Our guards led us towards the main office, a place that was quickly becoming my home away from home. From there they led us back into the conference room where I’d been spending so much time lately. Only this time, there weren’t only one or two people inside. There was a full-on dozen. The long rectangular table was full on three sides, with Illana Bryer in the dead center of one of the long sides. Across from her, the entire side of the table was empty, except for two empty chairs clearly left for us.

“Oh no,” Jenna whispered, as Evanson held the door for the two of us. One look at all the closed, emotionless faces in the room and I think we both knew that this wasn’t just a simple expulsion.

“Thank you, Aaron. That will be all,” Illana said formally. Once we were in the room, Evanson nodded once and closed the door from the outside. I watched him disappear down the hallway through the slats in the blinds.

“That’s Robert Cooper,” Jenna whispered at my side, nodding to a white-haired man who was so sour he looked like he had lemon juice running through his veins.

“This is a troubling night for all of us,” Illana spoke first, but she was speaking to her gathered comrades, not to us. We were the only two in the room under the age of fifty—although with witches you could never really tell. Some could have been close to one hundred. “For the past several months, we’ve all heard the whispers and scandal that has been plaguing this town.”

“Excuse me. But before you convene the lynch mob, the polite thing to do would be to introduce yourselves.” It was the standard Jenna response. However, it wasn’t Jenna who was speaking. I was.

Illana Bryer stared at me in shock. Twice in one night, I’d caught her by surprise. But I didn’t stop there. “And before you start with anything, the least you could do is inform us how our family is.”

“Absurd!” Robert Cooper glared at us from Illana’s right. “I don’t answer to you, Moonset.

In the corner of the room, where I hadn’t noticed him before, Quinn pushed himself off of the wall. “Grandfather … ”

“And I’ve heard more than enough out of you,” the man continued with a brief look to his left, his voice dripping with contempt. “You’re lucky you aren’t seated next to the warlocks.”

Conversation began to spring up between different groups around the table. Two women to my left were murmuring about how it was “so upsetting.” A group of men who looked like they should have been at a sports bar were grunting about “mistake letting them come here.”
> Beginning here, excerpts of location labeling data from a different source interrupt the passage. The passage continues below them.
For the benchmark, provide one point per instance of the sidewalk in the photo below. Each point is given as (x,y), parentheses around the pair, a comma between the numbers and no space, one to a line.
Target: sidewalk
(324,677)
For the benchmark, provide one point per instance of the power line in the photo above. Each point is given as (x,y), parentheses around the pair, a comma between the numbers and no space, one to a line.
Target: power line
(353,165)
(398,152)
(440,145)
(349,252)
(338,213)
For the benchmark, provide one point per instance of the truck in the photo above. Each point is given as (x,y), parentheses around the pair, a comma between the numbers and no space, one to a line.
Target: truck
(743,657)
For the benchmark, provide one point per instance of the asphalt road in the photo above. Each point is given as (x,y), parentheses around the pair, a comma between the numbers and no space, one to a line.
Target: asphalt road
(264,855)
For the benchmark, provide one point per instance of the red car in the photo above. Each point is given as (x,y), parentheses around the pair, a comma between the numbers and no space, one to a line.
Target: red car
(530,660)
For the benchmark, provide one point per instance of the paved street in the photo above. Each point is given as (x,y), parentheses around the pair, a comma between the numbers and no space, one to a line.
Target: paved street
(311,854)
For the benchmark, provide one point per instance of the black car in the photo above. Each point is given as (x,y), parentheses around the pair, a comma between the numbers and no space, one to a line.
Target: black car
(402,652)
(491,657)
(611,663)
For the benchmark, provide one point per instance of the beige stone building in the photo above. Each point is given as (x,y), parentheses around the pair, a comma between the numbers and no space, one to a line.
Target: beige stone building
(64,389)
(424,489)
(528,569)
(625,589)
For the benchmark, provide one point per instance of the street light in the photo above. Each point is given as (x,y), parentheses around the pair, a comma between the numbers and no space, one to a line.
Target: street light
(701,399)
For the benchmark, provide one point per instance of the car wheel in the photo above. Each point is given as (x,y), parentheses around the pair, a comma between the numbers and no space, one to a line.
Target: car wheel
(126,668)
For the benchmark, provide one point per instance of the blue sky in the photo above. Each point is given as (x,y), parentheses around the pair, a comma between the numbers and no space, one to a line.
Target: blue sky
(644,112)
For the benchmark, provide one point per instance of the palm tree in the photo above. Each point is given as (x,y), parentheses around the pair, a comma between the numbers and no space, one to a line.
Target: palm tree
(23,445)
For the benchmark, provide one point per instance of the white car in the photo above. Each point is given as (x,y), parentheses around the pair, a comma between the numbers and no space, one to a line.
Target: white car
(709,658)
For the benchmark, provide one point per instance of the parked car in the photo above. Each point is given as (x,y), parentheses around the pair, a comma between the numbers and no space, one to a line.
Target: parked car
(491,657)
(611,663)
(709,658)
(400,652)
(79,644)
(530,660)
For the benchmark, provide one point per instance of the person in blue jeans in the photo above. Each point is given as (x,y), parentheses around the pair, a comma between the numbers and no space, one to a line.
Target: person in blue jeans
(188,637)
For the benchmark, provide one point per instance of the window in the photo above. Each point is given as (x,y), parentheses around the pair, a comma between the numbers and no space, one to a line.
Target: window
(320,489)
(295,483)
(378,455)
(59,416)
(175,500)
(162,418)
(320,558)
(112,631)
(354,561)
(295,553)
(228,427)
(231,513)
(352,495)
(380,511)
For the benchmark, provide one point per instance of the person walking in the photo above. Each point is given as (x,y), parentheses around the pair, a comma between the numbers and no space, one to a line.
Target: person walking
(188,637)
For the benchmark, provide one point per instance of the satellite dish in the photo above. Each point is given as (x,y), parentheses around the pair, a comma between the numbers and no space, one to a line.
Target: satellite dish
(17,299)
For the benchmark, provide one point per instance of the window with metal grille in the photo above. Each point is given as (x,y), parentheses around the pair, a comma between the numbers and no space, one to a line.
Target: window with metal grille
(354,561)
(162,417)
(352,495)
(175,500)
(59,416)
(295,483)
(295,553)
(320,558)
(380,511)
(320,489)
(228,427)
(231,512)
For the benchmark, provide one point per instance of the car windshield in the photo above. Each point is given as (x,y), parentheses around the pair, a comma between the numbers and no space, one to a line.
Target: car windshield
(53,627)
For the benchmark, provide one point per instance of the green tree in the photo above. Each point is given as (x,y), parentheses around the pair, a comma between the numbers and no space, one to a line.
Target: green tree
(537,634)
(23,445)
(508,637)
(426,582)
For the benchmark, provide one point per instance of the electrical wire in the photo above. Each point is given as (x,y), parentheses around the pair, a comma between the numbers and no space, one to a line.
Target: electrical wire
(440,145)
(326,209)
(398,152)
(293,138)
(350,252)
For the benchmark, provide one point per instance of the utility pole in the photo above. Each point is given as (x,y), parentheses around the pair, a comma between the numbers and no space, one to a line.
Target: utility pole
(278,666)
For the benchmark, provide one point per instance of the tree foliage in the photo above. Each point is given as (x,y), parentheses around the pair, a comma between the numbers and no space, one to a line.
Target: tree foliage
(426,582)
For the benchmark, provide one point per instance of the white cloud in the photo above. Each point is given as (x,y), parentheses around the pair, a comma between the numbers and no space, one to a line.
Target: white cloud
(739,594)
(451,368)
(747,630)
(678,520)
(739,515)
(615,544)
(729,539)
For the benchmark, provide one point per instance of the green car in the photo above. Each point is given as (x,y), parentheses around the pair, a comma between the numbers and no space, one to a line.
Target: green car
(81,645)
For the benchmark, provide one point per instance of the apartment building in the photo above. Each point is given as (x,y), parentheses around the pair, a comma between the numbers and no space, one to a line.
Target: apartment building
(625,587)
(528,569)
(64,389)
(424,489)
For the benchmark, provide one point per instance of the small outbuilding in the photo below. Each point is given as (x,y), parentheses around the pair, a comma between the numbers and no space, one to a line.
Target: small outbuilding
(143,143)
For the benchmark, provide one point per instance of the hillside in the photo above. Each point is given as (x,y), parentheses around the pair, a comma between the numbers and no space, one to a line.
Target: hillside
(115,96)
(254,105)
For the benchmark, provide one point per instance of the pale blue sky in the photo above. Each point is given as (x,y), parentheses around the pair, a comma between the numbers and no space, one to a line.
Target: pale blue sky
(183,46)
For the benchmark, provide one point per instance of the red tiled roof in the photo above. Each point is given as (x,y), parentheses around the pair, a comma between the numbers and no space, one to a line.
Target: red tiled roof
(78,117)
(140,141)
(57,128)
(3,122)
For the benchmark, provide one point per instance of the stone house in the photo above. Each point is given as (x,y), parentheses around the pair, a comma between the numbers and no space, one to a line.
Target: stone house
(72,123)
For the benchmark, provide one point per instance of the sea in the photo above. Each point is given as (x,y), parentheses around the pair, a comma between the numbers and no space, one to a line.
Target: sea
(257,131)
Jenna had taken her seat, but I didn’t. For once, I wasn’t going to be the one trying to placate everyone, and make things better. Besides, this wasn’t a fire we were just going to walk away from.

Screw the good twin.

“Excuse me!” My voice rang throughout the room, and all movement stopped. Quinn’s grandfather looked like he’d swallowed his tongue. “Are they okay? Where are they?” I kept my voice loud, and controlled. I thought I caught a glimpse of approval on Quinn’s face, but with him it was so hard to tell.

“Your family is fine, dear boy,” Illana said, her voice smooth and uncompromised. “As is the girl, I can assure you.” She, too, looked less murderous than some of the others around the table, but her tone wasn’t entirely respectful either. “They’ve shown no adverse effects to their

… trials this evening.”

“Where are they?”

“Safe,” Illana said.

“They were not deemed a threat,” Robert snapped.

“He has a right to know what’s going on,” Quinn fired back.

There was a moment’s pause before Illana stepped in. “Justin Daggett. Jenna Bellamont.

We’ve been gathered tonight after accusations that you have been known associates with a warlock.”

“That’s ridiculous,” I said, feeling fire in my veins. “Jenna wasn’t even involved. She was as much a victim as the others.”